The juvenile in the instant case had already been in prison for 5 years and the and the maximum sentence that can be awarded as per Juvenile Justice Act of 2015 is 3 years stay in a special home, the Court ordered that he be released from custody.

The counsel for the appellant argued that the death penalty cannot be imposed as the effect of Section 9(2) of the 2015 Act. The section reads as:

“(2) In case a person alleged to have committed an offence claims before a court other than a Board, that the person is a child or was a child on the date of commission of the offence, or if the court itself is of the opinion that the person was a child on the date of commission of the offence, the said court shall make an inquiry, take such evidence as may be necessary (but not an affidavit) to determine the age of such person, and shall record a finding on the matter, stating the age of the person as nearly as may be:

Provided that such a claim may be raised before any court and it shall be recognised at any stage, even after final disposal of the case, and such a claim shall be determined in accordance with the provisions contained in this Act and the rules made thereunder even if the person has ceased to be a child on or before the date of commencement of this Act.”
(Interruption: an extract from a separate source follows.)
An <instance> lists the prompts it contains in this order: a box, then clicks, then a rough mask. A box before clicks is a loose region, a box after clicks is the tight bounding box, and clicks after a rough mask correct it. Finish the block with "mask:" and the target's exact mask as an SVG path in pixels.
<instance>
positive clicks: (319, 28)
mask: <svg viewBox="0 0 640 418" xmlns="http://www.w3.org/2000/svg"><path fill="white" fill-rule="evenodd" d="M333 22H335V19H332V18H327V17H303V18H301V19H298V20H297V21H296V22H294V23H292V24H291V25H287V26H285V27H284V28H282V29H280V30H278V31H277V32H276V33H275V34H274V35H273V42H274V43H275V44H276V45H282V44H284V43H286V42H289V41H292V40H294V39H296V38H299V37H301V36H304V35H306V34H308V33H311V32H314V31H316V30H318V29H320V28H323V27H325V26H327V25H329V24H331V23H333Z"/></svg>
The counsel stated that the boy had already undergone over five years in jail and u/s 18 of the Act of 2015, a juvenile below 16 cannot be sentence to more than three years in a correctional home.

On the aspect of the accused’s sentence, the bench at the outset said,

“In view of the statutory provisions and in view of the findings recorded, the appellant having been held to be a child on the date of commission of the offence, the [death] sentence imposed has to be made ineffective. His incarceration beyond 3 years would be illegal, and therefore, he would be liable to be released forthwith on this count also,”

The legislative intent of the 2015 Act was not to make minors who had committed heinous crimes go scot-free, the bench made it clear.

In this regard, the Court explained that the object of the 2015 Act deals with the rights and liberties of juveniles, so as to ensure that can be brought into the mainstream through a lenient sentence by lodging them in a juvenile justice board-approved home/institution.

Accordingly, the Supreme Court partly allowed the appeal and set aside the death sentence.

“The conviction of the appellant is upheld; however, the sentence is set aside. Further as the appellant at present would be more than 20 years old, there would be no requirement of sending him to the JJB or any other child care facility or institution. Appellant is in judicial custody. He shall be released forthwith,” the Court ordered.